Phase VII — Game Theory for Optimization & Robotics | Week 14 | 2.5 hours Every strategic interaction can be encoded as a matrix — then solved with the tools you already know.

OKS Relevance

Two OKS robots approaching the same intersection must decide: yield or proceed. Each robot's best action depends on the other's choice. This is a coordination game in normal form. Understanding dominance lets the fleet controller prune clearly bad strategies before computing equilibria — reducing the dimension of the decision space for real-time dispatch.


Theory (45 min)

92.1 Players, Strategies, Payoffs

A normal-form game is a tuple $\Gamma = (N, \{S_i\}_{i \in N}, \{u_i\}_{i \in N})$ where: - $N = \{1, 2, \ldots, n\}$ is the set of players. - $S_i$ is the finite set of strategies for player $i$. - $u_i : S_1 \times \cdots \times S_n \to \mathbb{R}$ is the payoff function.

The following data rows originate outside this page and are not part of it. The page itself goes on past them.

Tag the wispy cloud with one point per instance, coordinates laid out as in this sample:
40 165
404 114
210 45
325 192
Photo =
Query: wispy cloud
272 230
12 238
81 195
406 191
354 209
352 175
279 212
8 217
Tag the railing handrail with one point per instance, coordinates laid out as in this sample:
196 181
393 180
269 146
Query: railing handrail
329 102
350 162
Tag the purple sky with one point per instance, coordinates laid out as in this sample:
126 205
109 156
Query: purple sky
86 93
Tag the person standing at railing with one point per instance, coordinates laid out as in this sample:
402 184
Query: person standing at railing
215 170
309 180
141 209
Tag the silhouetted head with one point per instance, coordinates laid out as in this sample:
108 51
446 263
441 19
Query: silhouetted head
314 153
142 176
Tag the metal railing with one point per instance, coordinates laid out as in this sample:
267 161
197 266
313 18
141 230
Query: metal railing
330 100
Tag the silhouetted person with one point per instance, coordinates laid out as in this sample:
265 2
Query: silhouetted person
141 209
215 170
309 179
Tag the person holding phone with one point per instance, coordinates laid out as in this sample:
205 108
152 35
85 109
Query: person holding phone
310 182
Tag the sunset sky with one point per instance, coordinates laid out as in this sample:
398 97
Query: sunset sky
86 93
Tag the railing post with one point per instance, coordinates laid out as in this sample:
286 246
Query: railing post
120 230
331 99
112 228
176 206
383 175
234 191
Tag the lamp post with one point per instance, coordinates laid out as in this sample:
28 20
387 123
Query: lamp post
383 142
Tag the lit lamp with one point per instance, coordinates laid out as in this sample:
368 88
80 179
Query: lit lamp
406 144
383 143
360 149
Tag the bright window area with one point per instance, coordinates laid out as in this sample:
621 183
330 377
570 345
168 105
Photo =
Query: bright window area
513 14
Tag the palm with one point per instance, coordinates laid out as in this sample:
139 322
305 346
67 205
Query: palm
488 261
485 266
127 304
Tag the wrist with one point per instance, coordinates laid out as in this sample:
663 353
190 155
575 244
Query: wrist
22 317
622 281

A strategy profile $s = (s_1, \ldots, s_n) \in S_1 \times \cdots \times S_n$ specifies one strategy per player. We write $s_{-i}$ for the profile of all players except $i$.

For two-player games, payoffs are encoded in bimatrices $(A, B)$ where $A_{ij} = u_1(i,j)$ and $B_{ij} = u_2(i,j)$.

92.2 Classic Games

Prisoner's Dilemma — each player prefers to defect regardless of the other:

$$A = \begin{pmatrix} -1 & -3 \\ 0 & -2 \end{pmatrix}, \quad B = \begin{pmatrix} -1 & 0 \\ -3 & -2 \end{pmatrix}$$

Stag Hunt — coordination with risk:

$$A = \begin{pmatrix} 4 & 0 \\ 3 & 2 \end{pmatrix}, \quad B = \begin{pmatrix} 4 & 3 \\ 0 & 2 \end{pmatrix}$$

Chicken (Hawk-Dove) — anti-coordination:

$$A = \begin{pmatrix} 0 & -1 \\ 1 & -5 \end{pmatrix}, \quad B = \begin{pmatrix} 0 & 1 \\ -1 & -5 \end{pmatrix}$$

92.3 Strictly and Weakly Dominated Strategies

Strategy $s_i$ is strictly dominated by $s_i'$ if: $$u_i(s_i', s_{-i}) > u_i(s_i, s_{-i}) \quad \forall s_{-i} \in S_{-i}$$

Strategy $s_i$ is weakly dominated by $s_i'$ if $\geq$ holds everywhere and $>$ holds for at least one $s_{-i}$.

A rational player never plays a strictly dominated strategy. This lets us simplify games.

92.4 Iterated Elimination of Strictly Dominated Strategies (IESDS)

  1. Remove any strictly dominated strategy for any player.
  2. Re-evaluate dominance in the reduced game.
  3. Repeat until no further elimination is possible.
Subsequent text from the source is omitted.